IAI and Technion Co-Develop Micro-Satellites to Aid Search and Rescue Missions From Space

avatar by James Spiro / CTech

A depiction of an Amos satellite. Photo: Andrzej Olchawa via Wikimedia Commons.

CTech – A new collaboration between Technion-Israel Institute of Technology and Israel Aerospace Industries (IAI) has produced a new electronic receiver to be implemented in satellites set to be launched into space later this year. The collaboration, which is part of Technion’s ADELIS-SAMSON project, sees three nano-satellites launching into space in December 2020 for autonomous monitoring missions.

The three satellites will fly in orbit without human intervention and can receive signals from Earth, process them, and as a result detect the exact location the signals originated from, capabilities that can be used to help search and rescue operations, conduct remote sensing, and carry out environmental monitoring missions.

The receiver for the ADELIS-SAMSON project was developed and built by ELTA Systems, a division of IAI. It is designed to pick up and identify records from Earth and integrate them with three mission computers developed by IAI’s MABAT Division. The miniature system extends the scope of the missions the nano-satellites can perform.

“The new development will help promote a new field of space research,” said Nimrod Sheffer, CEO of IAI. “Collaboration with the Technion and other academic institutions is invaluable to us, as it promotes academic research and our future technological ventures. The receiver developed for this project offers a new way for space geo-location of ground-based electromagnetic signals. It is based on IAI’s extensive engineering know-how and experience in satellites, electronic warfare, intelligence interpretation systems, and communication networks.”

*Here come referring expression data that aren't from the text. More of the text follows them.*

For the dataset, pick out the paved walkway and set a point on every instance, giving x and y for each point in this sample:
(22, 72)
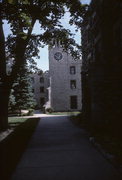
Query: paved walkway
(60, 151)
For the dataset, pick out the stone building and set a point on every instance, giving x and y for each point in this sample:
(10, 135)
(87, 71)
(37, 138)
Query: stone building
(65, 80)
(102, 61)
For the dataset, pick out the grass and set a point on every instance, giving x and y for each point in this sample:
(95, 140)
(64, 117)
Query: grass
(109, 142)
(64, 113)
(13, 146)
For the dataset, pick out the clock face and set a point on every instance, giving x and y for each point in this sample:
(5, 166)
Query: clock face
(58, 56)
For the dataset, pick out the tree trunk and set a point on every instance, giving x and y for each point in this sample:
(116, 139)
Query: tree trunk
(4, 97)
(3, 77)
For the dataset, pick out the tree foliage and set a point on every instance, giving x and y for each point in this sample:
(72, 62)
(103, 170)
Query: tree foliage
(22, 44)
(21, 95)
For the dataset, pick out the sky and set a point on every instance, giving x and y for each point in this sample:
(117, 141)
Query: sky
(43, 62)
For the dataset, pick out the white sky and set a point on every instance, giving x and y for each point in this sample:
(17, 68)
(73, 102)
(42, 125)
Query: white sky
(43, 63)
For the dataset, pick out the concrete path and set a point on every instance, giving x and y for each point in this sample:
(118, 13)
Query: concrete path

The ADELIS-SAMSON project was led by Professor Pini Gurfil, head of the Asher Space Research Institute and a faculty member in Technion’s Aerospace Engineering. He worked alongside Avner Kaidar, Eviatar Edlerman, Dr. Alex Frid, and Hovik Agalarian.

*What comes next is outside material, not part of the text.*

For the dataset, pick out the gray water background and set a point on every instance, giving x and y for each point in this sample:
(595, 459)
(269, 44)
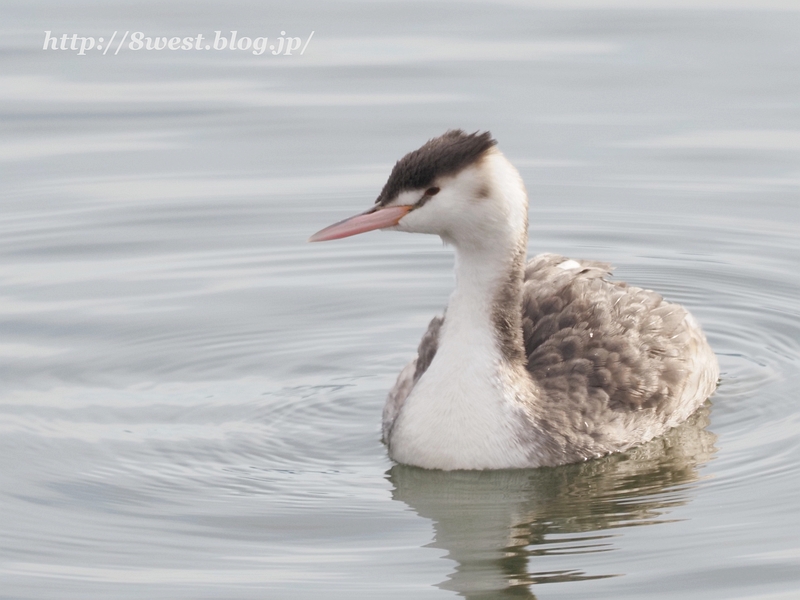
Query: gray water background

“We worked closely with IAI engineers on this development for more than five years,” said Prof. Gurfil in a statement. “The project showcases the benefits of academy-industry collaboration, which yielded an outstanding result in the form of an innovative space-borne system. We thank IAI engineers for their professionalism and commitment. The system we co-developed places ADELIS-SAMSON at the forefront of nano-satellite technology.”

The project is supported by the ADELIS Foundation, the Goldstein Foundation, and Israel’s Space Agency.